From: Human Rights, Equality and Democratic renewal in Northern Ireland edited by Colin Harvey

Hart Publishing 2001

The evolution of the voluntary sector in Northern Ireland

There is a long history of voluntary activity in Ireland from the end of eighteenth Century.1 Some have speculated that this degree of development was caused by a politics of exclusion from the formal state which had the result that alternative structures among the Nationalist community grew up, and this in turn caused a response in the Protestant community.2 Certainly there is now a belief that voluntary activity is highly developed in Northern Ireland with, for example, a former Secretary of State on record as estimating the sector to be 25% larger than in Great Britain.3 The Northern Ireland Council for Voluntary Action (NICVA) maintain a list of some 5000 organisations on their data base.4 Of course it is now customary everywhere for former opposition politicians in power to acknowledge links with the bodies who may have nurtured them at earlier stages and claim that the voluntary sector in their jurisdiction is particularly developed.5 Nevertheless, it is probably true that in the recent past the voluntary and community sector performed a different and wider role in Northern Ireland than its counterparts in Great Britain and this ranges through service provision to a more engaged policy development role.

Voluntary sector as an adjunct to direct rule - "civil servants without ties"?

The system of "direct rule" which continued for more than 25 years, with only a limited interruption caused by the brief restoration of devolution in 1973-4, offered particular opportunities to the voluntary sector in Northern Ireland.

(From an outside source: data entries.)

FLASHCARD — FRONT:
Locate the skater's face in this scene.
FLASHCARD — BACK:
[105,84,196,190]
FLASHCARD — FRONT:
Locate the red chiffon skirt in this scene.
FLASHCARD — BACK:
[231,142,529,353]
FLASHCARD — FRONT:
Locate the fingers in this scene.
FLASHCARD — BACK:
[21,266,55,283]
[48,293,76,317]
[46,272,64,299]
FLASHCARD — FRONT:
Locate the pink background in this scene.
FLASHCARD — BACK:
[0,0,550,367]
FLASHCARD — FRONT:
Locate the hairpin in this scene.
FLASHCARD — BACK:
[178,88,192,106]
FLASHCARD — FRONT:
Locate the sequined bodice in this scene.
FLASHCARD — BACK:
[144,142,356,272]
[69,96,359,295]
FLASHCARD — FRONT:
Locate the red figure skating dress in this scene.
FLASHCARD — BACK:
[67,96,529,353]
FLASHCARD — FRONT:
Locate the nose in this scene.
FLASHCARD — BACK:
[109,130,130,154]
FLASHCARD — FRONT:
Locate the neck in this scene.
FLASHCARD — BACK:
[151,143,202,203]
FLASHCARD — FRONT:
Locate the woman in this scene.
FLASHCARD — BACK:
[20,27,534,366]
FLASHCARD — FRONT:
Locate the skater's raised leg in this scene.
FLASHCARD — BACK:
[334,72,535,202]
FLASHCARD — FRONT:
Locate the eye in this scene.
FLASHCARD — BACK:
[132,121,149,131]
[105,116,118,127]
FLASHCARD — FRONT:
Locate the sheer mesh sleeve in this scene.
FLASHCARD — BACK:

Characterised as it was by an absence of a nexus between the local political process and mechanisms of government, direct rule in some ways allowed the sector to act as an alternative site of politics and as an unofficial opposition. In the absence of a local assembly and with only very limited local council involvement6 direct rule was characterised by a number of negative features. Legislation was made by orders in council with the effect that law that was primary in substance was made by means that were secondary in terms of the level of scrutiny and debate involved.7 Much legislation was passed as a "read across" from Great Britain and arguably did not benefit from local input. Phrases like "helicopter rule" or "consular government" capture something of the flavour of a mechanism of government whereby a Secretary of State from the Westminster administration, holding a seat in an English Parliamentary constituency, was brought in to head up a governing structure that depended for local information on the Northern Ireland Civil Service rather than local politicians.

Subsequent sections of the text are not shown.